On of my favorite expressions this idea is when a meeting of like minds is not organized in any way, but rather is a spontaneous experience. That feeling of being a part of something greater is more powerful when it springs from a time of unspoken assent and wordless unison. It is a little like the way everyone cheered at the explosion of the Death Star at the theaters when the remastered Star Wars was released. No one told us to cheer. It was a shared cultural experience with a room full of random strangers who just happen to love the same movie.
I had another experience like that while camping with some college friends. None of us are particularly morning people, but we had to get up early to make it home in time to get to work the next day. The only sound outside of the tiny chime of a digital watch alarm was the morning birds. We all got up, and without a word just did what needed done. The camp was down and we were standing by our cars in half an hour.  Even though we were friends, this was the first time and only the second day camping together for this group. It was a stuporous, coffee-less mind-meld of epic proportions considering the personalities involved.
It felt the same way last night when the first tweet came.
I'm a science geek. I like technology. I like twitter, smart phones, blogs, quantum theory, Carl Sagan and CERN. That is my "other". That is my like-minded peer group as much as tarot, psychics, intuition and spirituality. Maybe more so.
When the news broke last night of Steve Job's passing, you could feel a global moment of respect and silence. The universe gave way, we could sense the dent.

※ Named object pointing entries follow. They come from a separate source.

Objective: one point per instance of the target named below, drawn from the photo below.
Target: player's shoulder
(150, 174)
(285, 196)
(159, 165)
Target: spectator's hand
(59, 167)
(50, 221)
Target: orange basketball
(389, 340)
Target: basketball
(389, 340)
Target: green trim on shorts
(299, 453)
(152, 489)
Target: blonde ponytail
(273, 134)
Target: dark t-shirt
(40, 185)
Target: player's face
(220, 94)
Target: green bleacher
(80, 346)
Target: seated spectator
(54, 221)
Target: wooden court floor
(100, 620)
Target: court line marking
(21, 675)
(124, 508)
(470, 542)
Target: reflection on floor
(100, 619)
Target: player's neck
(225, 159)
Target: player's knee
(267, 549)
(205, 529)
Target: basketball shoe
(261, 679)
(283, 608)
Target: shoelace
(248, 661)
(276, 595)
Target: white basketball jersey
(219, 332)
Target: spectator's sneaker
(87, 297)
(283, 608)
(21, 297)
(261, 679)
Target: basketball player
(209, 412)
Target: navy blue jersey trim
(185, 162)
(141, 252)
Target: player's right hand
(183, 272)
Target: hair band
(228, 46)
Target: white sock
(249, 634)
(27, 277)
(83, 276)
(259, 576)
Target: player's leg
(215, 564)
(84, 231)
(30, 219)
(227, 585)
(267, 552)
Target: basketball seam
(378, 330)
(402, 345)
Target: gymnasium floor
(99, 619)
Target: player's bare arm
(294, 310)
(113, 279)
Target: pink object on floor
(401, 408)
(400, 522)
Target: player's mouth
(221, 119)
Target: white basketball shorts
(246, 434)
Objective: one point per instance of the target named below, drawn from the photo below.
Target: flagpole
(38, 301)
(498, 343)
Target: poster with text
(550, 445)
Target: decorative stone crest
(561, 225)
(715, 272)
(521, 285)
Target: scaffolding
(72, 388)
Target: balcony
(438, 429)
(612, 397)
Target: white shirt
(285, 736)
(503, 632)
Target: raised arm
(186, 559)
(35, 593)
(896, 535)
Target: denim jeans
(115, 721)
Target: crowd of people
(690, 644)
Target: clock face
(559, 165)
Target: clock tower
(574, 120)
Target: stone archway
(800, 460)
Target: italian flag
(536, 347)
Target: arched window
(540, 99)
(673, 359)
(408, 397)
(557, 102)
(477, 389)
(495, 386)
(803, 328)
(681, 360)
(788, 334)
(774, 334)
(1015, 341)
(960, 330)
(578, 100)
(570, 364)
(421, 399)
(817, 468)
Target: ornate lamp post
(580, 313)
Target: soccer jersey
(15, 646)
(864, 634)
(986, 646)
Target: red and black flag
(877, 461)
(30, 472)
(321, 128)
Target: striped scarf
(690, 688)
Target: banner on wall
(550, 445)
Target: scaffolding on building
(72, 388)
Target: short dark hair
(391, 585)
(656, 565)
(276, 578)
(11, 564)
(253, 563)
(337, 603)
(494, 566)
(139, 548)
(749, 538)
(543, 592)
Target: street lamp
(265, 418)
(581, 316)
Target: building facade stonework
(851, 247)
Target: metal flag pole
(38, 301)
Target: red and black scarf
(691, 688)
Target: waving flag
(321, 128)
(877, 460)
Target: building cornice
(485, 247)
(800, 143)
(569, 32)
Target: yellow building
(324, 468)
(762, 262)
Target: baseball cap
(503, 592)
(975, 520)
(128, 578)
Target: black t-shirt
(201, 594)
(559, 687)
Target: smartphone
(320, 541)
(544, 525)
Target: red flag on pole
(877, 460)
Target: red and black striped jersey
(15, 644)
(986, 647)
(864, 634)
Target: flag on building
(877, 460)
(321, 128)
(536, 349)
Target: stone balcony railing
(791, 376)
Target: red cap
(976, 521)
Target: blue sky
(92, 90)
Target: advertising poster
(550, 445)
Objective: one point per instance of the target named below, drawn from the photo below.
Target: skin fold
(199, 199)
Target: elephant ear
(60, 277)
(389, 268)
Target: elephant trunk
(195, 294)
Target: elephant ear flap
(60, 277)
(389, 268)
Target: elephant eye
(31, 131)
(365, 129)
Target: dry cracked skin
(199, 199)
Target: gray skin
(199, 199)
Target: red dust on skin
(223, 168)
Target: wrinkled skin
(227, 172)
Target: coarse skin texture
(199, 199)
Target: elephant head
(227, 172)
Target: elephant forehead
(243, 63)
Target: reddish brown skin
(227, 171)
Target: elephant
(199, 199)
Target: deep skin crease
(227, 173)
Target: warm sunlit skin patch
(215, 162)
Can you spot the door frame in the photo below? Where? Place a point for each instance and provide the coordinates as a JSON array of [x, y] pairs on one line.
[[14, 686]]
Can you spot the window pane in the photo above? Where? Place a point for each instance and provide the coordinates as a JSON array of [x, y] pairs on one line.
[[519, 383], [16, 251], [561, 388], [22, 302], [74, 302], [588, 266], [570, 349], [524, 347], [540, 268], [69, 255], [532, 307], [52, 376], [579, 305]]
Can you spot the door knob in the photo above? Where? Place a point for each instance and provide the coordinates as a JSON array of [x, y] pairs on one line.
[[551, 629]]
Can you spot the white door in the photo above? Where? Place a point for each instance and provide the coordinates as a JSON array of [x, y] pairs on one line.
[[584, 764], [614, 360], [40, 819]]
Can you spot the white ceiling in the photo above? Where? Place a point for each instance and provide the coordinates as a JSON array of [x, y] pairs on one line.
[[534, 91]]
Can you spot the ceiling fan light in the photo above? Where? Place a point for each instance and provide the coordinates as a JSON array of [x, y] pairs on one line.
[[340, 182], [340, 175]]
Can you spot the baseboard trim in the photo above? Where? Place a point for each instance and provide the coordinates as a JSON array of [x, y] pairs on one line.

Everyone who was a tiny bit tech minded, especially those of us who remember the days of a blank screen and a blinking C prompt, touched a sort of cosmic ethernet of respect and condolence. In our hearts and our minds - some literally - we raised lighted iphones and ipads and ipods in silent, unified tribute.
In sympathy, and with condolences to the family, friends and colleagues of Steve Jobs.


Morgan, Diane. Magical Tarot, Mystical Tao St. Martin's Griffen Publishers, 2003.